Pour secouer l’indolente princesse et l’enhardir à de nouvelles démarches, au risque de subir une nouvelle rebuffade, il fallut l’événement qui, en comblant les vœux du Roi et de la nation tout entière, augmentait du même coup l’importance de la Reine et son crédit auprès de son époux. Dans le courant d’avril apparaissaient des signes de grossesse ; Louis XVI et ses sujets frémissaient à l’espoir d’avoir bientôt un héritier du trône. Cette circonstance, connue à Vienne, y déchaînait un redoublement d’insistances.
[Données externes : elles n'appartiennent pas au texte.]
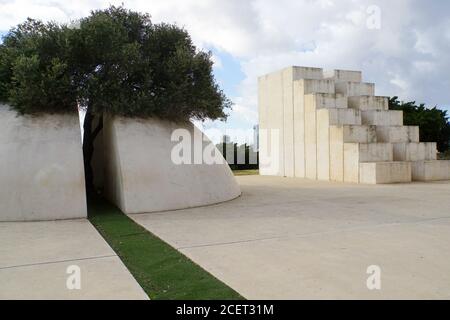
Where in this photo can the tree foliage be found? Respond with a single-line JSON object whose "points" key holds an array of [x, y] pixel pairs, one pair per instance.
{"points": [[433, 122], [116, 61]]}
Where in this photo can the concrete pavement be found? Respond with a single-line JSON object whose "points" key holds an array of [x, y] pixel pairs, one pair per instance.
{"points": [[34, 257], [288, 238]]}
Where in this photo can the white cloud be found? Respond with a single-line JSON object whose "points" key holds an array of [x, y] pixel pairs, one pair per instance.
{"points": [[408, 55]]}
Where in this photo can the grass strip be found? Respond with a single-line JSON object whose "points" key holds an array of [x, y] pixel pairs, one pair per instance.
{"points": [[162, 271]]}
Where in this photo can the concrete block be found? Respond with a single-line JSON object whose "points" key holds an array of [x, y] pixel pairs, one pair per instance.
{"points": [[317, 86], [346, 134], [306, 73], [323, 145], [349, 88], [328, 100], [355, 133], [384, 172], [142, 176], [368, 103], [396, 134], [355, 153], [382, 117], [311, 136], [336, 156], [415, 151], [271, 119], [41, 167], [341, 116], [343, 75], [431, 170]]}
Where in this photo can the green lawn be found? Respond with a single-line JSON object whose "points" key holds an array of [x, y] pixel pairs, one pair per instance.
{"points": [[162, 271], [250, 172]]}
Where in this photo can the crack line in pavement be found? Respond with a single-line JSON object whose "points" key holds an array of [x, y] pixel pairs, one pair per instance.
{"points": [[311, 234], [54, 262]]}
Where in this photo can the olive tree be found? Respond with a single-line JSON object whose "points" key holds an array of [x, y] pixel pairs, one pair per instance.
{"points": [[114, 61]]}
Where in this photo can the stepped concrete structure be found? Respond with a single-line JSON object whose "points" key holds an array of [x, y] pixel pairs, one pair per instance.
{"points": [[41, 167], [331, 126], [140, 175]]}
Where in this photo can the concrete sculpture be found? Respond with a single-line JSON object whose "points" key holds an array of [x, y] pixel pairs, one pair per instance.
{"points": [[41, 167], [332, 127]]}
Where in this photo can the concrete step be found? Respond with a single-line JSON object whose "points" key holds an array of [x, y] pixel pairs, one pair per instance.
{"points": [[353, 134], [330, 117], [306, 73], [414, 151], [343, 75], [316, 86], [385, 172], [356, 153], [349, 88], [326, 101], [382, 117], [368, 103], [397, 134], [430, 170]]}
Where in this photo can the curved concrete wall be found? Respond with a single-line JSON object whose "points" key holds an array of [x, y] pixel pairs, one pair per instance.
{"points": [[41, 167], [140, 175]]}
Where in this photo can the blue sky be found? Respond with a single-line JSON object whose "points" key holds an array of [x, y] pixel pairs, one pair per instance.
{"points": [[403, 54]]}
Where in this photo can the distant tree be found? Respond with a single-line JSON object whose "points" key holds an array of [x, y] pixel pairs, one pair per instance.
{"points": [[114, 61], [433, 122]]}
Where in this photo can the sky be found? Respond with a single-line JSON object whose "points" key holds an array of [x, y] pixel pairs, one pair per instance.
{"points": [[403, 46]]}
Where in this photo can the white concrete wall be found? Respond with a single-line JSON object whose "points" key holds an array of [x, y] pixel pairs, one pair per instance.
{"points": [[41, 167], [140, 175]]}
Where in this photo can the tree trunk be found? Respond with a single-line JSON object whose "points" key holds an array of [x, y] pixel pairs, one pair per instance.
{"points": [[88, 148]]}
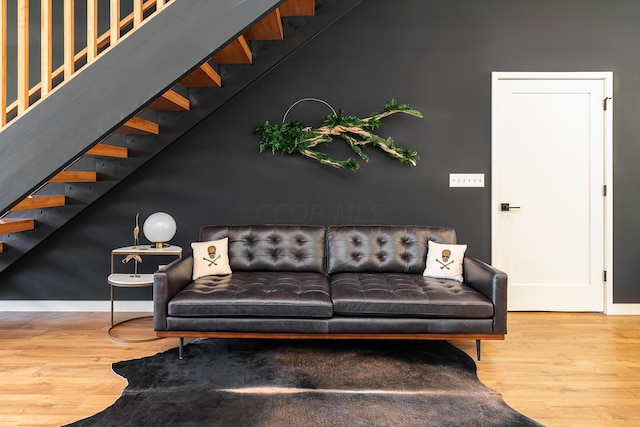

L’effet en fut assez promptement sensible. Presque chaque semaine, à présent, la Reine mande auprès d’elle soit Maurepas, soit Vergennes, et quelquefois les deux ensemble, pour causer avec eux de « l’affaire de Bavière. » Son langage, néanmoins, témoigne encore de quelque hésitation. Elle n’ose réclamer formellement l’approbation de la politique impériale, l’adhésion sans réserve aux annexions de territoires ; elle se borne à souhaiter, en cas de guerre avec la Prusse, le concours, pour l’Empire, d’un corps d’armée français. « J’ai fait venir MM. de Maurepas et de Vergennes, écrit-elle le 19 avril à sa mère, je leur ai parlé un peu fortement, et je crois leur avoir fait impression, surtout sur le dernier. Je compte leur parler encore, peut-être même en présence du Roi[3]. »

Voici comment cette entrevue est racontée par l’abbé de Véri, qui tient sa version de Maurepas : « La Reine[4]convia MM. de Maurepas et de Vergennes et leur dit qu’elle désirait que l’on fit quelque démonstration publique en faveur de l’Autriche. M. de Maurepas fit voir qu’une démonstration publique devient aisément un engagement de guerre. Il se rejeta sur la volonté du Roi ; sur quoi, la Reine fit plusieurs gestes de tête, signifiant que la volonté du Roi n’était, à ses yeux, que celle de

  1. Lettre du 14 mars 1778. — Correspondance publiée par d’Arneth.
  2. Lettre du 20 mars 1778. — Ibidem.
  3. Lettre du 20 mars 1778. — Ibidem.
  4. Journal de Véri. — 22 avril 1778.